Here are the basics: if you somehow manage to make your first film (short, long, documentary, doesn't matter), that film is not considered a professional artistic film until vetted by at least one festival which has a certain degree of recognition in the industry. The festivals are the gatekeepers.
There are thousands of festivals. A lot of them are listed on submission platforms like FilmFreeway or Festhome or FilmFestivalLife, where filmmakers put their films (secret links with passwords) together with info about the films, and when they wanna submit to a festival, they just do a couple of clicks.
Most festivals receive hundreds and thousands of submissions, and for that they hire programmers to watch all those films and select only a few. In continental Europe, Asia and South America a lot of festivals get funded from the state budget, but in North America, UK and Australia, almost all of them take huge submission fees from the filmmakers.
So you pay in order for someone to watch the film and decide if it's going to be selected or not. The fee is usually between $35 and $100 ($75 being the average), but it can go as low as $2 and as high as $200 per film. When the festival gets enough money from the state and doesn't ask for a fee, it is paid from taxes by the community, because it is assumed that any healthy community needs art.
And in all this process there are so many issues:
- thousands of scam festivals that look good but have no recognition in the industry and are organised mainly to cash in your submission fees
- lots of established festivals that disregard submissions and get instead bigger movies directly from distributors, sales agents, contacts, from other festivals etc. (and you don't know that, you pay to submit thinking you have a change, but you actually don't)

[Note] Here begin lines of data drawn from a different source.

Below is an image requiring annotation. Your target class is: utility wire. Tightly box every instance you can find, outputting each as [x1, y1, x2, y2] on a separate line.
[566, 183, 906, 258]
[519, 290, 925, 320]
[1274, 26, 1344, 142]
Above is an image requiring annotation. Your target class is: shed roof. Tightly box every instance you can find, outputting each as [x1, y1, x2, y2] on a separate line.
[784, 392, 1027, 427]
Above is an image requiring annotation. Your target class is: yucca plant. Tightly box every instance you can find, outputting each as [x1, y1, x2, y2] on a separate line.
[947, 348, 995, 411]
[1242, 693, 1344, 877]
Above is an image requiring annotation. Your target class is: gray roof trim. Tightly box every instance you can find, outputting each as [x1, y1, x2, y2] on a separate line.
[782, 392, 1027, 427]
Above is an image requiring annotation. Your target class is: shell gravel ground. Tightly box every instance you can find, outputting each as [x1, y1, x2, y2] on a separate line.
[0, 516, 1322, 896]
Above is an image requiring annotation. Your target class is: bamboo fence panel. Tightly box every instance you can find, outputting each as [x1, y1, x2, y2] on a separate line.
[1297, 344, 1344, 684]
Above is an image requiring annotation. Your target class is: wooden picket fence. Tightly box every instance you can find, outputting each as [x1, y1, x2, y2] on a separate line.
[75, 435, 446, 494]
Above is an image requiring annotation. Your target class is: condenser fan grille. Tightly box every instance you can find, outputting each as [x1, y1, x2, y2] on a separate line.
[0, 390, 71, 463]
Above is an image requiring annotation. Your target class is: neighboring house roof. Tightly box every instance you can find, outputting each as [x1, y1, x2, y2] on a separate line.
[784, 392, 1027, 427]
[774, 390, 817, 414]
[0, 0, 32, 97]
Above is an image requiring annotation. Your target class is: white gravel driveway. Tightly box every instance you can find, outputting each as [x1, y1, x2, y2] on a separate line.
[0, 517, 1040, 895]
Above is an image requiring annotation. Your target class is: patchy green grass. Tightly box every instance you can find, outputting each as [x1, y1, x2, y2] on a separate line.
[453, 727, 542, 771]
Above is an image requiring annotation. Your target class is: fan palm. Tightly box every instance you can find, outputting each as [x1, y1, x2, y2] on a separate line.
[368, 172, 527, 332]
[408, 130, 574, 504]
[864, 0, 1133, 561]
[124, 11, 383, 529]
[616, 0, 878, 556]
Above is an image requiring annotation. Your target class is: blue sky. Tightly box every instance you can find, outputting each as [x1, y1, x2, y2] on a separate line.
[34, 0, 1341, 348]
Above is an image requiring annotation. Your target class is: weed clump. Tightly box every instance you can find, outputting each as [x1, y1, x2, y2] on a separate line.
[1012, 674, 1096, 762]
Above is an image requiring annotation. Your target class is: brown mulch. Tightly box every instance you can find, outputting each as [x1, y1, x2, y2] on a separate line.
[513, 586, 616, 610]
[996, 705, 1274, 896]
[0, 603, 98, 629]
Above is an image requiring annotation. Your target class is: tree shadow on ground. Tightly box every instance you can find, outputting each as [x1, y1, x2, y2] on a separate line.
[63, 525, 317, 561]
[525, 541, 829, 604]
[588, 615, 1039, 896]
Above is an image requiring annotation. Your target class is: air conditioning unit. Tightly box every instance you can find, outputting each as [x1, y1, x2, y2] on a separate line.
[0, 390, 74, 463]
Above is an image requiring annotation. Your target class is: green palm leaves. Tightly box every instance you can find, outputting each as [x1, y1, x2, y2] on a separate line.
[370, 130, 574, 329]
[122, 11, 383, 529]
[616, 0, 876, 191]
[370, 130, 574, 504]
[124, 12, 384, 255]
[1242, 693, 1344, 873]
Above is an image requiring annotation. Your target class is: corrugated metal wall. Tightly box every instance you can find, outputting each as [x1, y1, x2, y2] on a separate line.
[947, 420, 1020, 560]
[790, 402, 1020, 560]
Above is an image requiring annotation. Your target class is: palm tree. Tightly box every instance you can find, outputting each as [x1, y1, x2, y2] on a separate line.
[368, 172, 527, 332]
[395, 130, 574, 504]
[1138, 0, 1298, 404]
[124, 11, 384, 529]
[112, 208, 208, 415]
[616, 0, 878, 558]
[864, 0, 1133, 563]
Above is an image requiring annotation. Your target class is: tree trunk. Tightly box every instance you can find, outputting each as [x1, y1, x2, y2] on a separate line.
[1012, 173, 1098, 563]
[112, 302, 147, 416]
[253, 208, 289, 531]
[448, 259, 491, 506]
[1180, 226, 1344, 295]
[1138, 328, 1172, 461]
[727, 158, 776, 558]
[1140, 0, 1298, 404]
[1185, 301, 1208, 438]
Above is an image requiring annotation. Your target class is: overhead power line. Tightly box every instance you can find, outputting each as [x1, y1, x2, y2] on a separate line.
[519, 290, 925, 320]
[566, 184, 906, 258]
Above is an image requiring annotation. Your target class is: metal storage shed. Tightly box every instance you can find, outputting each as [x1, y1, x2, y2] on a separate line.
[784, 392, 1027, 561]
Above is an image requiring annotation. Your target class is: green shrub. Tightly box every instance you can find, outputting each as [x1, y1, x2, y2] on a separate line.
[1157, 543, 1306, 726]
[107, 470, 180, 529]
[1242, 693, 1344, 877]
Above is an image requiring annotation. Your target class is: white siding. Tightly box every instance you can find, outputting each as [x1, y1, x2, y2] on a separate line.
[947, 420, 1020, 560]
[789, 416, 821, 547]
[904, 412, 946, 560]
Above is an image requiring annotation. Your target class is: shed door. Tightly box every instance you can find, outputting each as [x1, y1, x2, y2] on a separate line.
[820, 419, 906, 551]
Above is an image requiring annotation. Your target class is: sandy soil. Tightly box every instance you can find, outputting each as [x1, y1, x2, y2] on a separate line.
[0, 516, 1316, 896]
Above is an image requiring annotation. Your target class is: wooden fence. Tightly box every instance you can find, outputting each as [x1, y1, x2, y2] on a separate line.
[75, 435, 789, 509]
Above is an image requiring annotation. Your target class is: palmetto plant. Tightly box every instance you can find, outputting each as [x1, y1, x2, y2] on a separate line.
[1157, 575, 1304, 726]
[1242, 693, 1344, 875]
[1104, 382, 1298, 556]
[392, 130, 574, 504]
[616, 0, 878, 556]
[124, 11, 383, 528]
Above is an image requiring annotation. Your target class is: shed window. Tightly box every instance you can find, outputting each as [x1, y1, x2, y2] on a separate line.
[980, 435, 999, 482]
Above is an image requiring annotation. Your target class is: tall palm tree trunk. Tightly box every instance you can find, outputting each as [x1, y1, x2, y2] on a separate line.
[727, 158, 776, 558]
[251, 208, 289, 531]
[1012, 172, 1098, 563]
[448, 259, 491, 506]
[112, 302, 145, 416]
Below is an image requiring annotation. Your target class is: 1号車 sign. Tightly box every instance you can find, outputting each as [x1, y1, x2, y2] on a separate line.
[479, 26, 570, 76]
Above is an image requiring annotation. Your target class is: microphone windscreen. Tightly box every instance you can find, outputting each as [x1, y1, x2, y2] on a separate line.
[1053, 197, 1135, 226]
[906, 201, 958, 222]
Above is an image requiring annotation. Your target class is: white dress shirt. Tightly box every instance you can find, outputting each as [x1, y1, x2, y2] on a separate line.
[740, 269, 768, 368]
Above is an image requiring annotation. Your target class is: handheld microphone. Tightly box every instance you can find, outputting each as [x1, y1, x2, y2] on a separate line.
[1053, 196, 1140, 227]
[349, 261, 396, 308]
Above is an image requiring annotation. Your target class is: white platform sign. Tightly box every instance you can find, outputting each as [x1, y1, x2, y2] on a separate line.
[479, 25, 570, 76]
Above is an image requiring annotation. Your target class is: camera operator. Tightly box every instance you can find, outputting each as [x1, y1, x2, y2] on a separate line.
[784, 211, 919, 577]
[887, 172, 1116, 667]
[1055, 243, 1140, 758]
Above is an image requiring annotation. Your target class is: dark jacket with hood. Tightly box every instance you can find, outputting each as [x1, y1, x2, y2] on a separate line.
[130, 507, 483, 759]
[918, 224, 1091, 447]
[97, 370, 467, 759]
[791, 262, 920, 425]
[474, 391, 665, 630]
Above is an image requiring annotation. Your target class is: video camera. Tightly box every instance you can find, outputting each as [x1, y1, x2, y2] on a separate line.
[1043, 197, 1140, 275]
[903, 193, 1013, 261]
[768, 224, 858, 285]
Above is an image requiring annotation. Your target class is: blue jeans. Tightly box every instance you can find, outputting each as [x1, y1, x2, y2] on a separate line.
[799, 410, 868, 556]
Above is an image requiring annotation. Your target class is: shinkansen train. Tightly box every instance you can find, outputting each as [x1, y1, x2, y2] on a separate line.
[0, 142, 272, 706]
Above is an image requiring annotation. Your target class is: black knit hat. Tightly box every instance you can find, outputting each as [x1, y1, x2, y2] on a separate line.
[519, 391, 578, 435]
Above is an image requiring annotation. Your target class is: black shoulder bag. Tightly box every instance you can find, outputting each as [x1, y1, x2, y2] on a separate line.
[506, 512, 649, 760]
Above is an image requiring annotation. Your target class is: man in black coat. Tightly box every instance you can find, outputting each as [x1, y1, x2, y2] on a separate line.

- and even if you don't pay to submit, the community pays the festival via taxes to discover new talents or to bring new artists, not Hollywood movies, so it is still highly unethical when free-to-submit festivals disregard submissions from indie filmmakers
- some programmers don't even watch your submitted film (or watch only a couple of minutes of it) and you don't have a way to check that
- once selected, most festivals won't pay for your travel and hotel and you have to spend a fortune to attend, especially if it's on another continent
That's the story, on short. :) With my film festival lists I am trying to help independent filmmakers (including myself) to find the best festivals to submit their films, and to give some tips of how to submit in the most efficient ways, and how to stay away from scams.